La città si trovava su un altipiano a circa 1700 metri sul livello del mare, il clima era mite in inverno (in casa non avevamo termosifoni, solo stufe elettriche) e piovoso ma senza afa in estate. La città non presentava dislivelli come quelli di San Francisco ma nel suo piccolo capitava di doversi muovere in salita o in discesa per raggiungere i luoghi. Di tanto in tanto spuntavano delle colline visibilmente artificiali formate dai detriti degli scavi minerari. Il colore predominante era il giallo ocra del veld, intervallato dal verde dei giardini e dal lilla delle jacarande. In contrasto a più o meno ogni storia che si è sempre saputa sul dove venivano fondate le città, a Johannesburg non c’era acqua, l’unico fiume che scorreva era quello dell’oro.
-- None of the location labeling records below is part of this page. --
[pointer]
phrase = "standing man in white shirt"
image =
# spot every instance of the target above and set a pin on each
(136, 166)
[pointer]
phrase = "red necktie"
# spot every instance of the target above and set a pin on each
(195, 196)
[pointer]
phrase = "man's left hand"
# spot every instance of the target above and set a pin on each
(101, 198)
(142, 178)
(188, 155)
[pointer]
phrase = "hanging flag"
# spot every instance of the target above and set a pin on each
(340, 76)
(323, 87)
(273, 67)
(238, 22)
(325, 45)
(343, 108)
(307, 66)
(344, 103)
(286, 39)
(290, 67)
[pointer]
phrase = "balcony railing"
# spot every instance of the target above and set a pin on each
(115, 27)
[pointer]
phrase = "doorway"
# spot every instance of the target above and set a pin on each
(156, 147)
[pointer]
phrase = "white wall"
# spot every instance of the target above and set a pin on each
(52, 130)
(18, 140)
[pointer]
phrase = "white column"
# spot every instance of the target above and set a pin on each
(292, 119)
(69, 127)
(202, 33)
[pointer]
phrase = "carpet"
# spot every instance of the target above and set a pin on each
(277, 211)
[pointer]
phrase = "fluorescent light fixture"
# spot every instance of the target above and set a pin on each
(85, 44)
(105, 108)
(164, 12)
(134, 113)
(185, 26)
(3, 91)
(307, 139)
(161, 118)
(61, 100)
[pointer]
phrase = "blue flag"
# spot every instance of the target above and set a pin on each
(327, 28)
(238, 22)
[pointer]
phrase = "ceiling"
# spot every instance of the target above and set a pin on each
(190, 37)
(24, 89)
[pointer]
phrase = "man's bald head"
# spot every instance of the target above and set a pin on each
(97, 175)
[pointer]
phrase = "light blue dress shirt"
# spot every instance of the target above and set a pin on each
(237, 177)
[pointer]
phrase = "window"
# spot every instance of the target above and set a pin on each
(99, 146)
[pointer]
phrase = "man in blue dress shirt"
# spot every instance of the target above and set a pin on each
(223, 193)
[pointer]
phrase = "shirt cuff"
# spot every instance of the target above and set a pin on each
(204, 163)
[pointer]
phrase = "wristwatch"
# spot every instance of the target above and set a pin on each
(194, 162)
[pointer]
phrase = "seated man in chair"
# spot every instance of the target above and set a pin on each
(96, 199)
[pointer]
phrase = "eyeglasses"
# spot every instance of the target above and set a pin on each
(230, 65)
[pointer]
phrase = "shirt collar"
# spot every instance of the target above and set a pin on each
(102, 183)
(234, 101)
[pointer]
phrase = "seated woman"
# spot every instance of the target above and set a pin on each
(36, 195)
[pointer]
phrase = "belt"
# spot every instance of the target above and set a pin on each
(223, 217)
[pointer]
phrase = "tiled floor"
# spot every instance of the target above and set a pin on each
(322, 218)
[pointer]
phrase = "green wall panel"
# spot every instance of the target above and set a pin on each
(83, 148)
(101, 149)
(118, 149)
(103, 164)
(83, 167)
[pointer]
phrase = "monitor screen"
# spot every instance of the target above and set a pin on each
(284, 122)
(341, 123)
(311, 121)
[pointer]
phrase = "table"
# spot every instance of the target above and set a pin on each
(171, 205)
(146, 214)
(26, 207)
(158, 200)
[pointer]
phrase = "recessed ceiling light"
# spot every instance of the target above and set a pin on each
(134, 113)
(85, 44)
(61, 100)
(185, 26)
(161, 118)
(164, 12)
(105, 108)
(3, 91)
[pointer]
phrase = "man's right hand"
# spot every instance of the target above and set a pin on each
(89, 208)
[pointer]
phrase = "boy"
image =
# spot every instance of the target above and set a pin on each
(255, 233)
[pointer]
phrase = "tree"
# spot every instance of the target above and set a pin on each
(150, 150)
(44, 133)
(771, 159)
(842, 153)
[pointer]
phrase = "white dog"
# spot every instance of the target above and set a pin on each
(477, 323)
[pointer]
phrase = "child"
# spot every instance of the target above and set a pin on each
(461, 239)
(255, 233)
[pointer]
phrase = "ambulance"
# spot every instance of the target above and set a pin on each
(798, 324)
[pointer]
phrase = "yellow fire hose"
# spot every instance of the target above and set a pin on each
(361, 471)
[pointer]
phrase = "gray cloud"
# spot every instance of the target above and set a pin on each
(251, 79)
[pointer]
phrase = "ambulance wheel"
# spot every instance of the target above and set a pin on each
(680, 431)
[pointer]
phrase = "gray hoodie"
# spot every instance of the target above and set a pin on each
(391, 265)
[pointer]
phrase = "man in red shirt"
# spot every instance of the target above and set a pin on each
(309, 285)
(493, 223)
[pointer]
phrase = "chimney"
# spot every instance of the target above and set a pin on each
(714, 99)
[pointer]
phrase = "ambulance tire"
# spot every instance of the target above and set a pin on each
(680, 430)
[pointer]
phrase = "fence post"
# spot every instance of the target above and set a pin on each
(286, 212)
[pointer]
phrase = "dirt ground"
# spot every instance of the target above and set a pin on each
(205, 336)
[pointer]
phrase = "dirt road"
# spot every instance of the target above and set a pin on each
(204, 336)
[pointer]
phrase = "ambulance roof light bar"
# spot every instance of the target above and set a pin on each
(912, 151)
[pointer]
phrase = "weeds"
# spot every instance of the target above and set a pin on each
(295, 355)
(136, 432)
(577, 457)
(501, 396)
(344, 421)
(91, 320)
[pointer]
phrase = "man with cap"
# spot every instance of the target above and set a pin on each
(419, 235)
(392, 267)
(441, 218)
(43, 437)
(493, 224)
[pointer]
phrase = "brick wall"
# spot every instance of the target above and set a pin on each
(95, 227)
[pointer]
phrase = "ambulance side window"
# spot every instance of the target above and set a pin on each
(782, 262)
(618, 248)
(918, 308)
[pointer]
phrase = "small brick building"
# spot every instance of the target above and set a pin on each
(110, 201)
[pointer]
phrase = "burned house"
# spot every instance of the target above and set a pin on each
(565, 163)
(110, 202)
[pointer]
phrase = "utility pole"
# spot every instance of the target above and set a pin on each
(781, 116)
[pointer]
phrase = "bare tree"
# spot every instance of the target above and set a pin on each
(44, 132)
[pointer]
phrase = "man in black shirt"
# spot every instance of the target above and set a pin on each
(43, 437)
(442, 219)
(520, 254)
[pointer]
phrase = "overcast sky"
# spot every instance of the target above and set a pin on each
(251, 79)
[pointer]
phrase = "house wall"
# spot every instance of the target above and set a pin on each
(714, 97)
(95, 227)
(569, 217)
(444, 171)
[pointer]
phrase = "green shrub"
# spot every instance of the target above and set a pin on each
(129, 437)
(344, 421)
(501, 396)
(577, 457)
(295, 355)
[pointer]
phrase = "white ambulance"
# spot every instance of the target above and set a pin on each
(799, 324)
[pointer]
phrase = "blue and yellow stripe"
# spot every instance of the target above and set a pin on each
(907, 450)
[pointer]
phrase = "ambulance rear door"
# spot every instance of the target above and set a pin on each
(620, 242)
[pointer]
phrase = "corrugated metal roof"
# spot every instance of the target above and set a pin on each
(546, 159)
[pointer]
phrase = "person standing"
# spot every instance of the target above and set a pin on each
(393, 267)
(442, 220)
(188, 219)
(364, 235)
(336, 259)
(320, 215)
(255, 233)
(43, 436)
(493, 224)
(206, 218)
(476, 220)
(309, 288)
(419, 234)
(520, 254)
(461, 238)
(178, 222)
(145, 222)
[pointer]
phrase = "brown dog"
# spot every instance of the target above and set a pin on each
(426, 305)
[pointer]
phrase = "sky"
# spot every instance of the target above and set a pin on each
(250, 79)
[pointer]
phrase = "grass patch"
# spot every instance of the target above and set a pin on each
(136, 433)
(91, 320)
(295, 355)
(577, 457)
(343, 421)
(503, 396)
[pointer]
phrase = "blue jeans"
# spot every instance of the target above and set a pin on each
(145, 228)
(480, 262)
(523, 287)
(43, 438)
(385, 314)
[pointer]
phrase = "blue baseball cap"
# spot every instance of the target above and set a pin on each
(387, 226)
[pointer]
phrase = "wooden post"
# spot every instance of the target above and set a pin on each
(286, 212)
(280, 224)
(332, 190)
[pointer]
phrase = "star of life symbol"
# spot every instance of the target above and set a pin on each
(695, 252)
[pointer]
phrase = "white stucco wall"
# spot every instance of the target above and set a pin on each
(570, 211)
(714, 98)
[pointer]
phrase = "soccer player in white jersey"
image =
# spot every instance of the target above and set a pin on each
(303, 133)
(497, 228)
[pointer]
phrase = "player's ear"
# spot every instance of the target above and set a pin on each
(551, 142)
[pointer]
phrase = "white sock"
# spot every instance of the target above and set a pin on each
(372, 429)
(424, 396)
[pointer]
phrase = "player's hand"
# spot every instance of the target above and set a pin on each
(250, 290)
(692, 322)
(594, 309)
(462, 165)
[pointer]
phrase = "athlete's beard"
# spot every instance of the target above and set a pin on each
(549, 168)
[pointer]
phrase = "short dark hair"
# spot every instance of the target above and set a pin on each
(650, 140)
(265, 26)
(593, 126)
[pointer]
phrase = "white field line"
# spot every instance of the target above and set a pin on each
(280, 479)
Il quartiere in cui abitavamo noi, Kensington, era un quartiere residenziale in una zona generalmente multietnica della città. Vivevamo quasi in cima al dislivello ma per raggiungere il supermercato più vicino dovevamo fare poche centinaia di metri in salita per raggiungere la Spar di Roberts Avenue. In discesa, oltre alle case delle mie amiche Jenny, Susan e Carolien, si trovava un grosso viale su cui si affacciava un ferramenta di cui ho ricordo sostanzialmente perché era gestito da italiani. Sempre in discesa andavamo per raggiungere Ellis Park e la sua piscina olimpionica.

Roberts Avenue era la grande direttrice della mia vita sudafricana: c’era la mia scuola, c’era il supermercato, proseguendo verso est c’era Rhodes Park. Il parco si trovava a distanza di cammino ma generalmente con mia mamma andavamo con i cosiddetti combi, dei pulmini che facevano un servizio a metà tra il taxi e il bus usati principalmente dalla comunità africana. In pratica ci si metteva sul ciglio della strada e si facevano dei cenni quando si vedeva arrivare il pulmino. Se c’era posto a bordo si fermava e l’autista ti lasciava dove chiedevi tu, come un taxi, pagando una tariffa proporzionata al tragitto. Non so se fosse così specifico nella fermata, di fatto noi lo usavamo per poche centinaia di metri lungo una direttrice, pertanto ci lasciava esattamente dove richiedevamo. Un’altra caratteristica dei combi è che la guida degli autisti era tutt’altro che compassata.
Rhodes Park era uno di quei parchi molto inglesi, verdi, con un laghetto, dei giochi per bambini, dei campi da tennis e una piscina. I campi da tennis e la piscina erano a pagamento ma tutto il resto era aperto ed è stato da noi frequentato in molteplici occasioni.

Quando percorrevamo Roberts Avenue in macchina, invece, con una sola ulteriore svolta oltre alla naturale curvatura della strada in dirittura di arrivo, si giungeva a Eastgate ossia il paradiso del bambino consumista.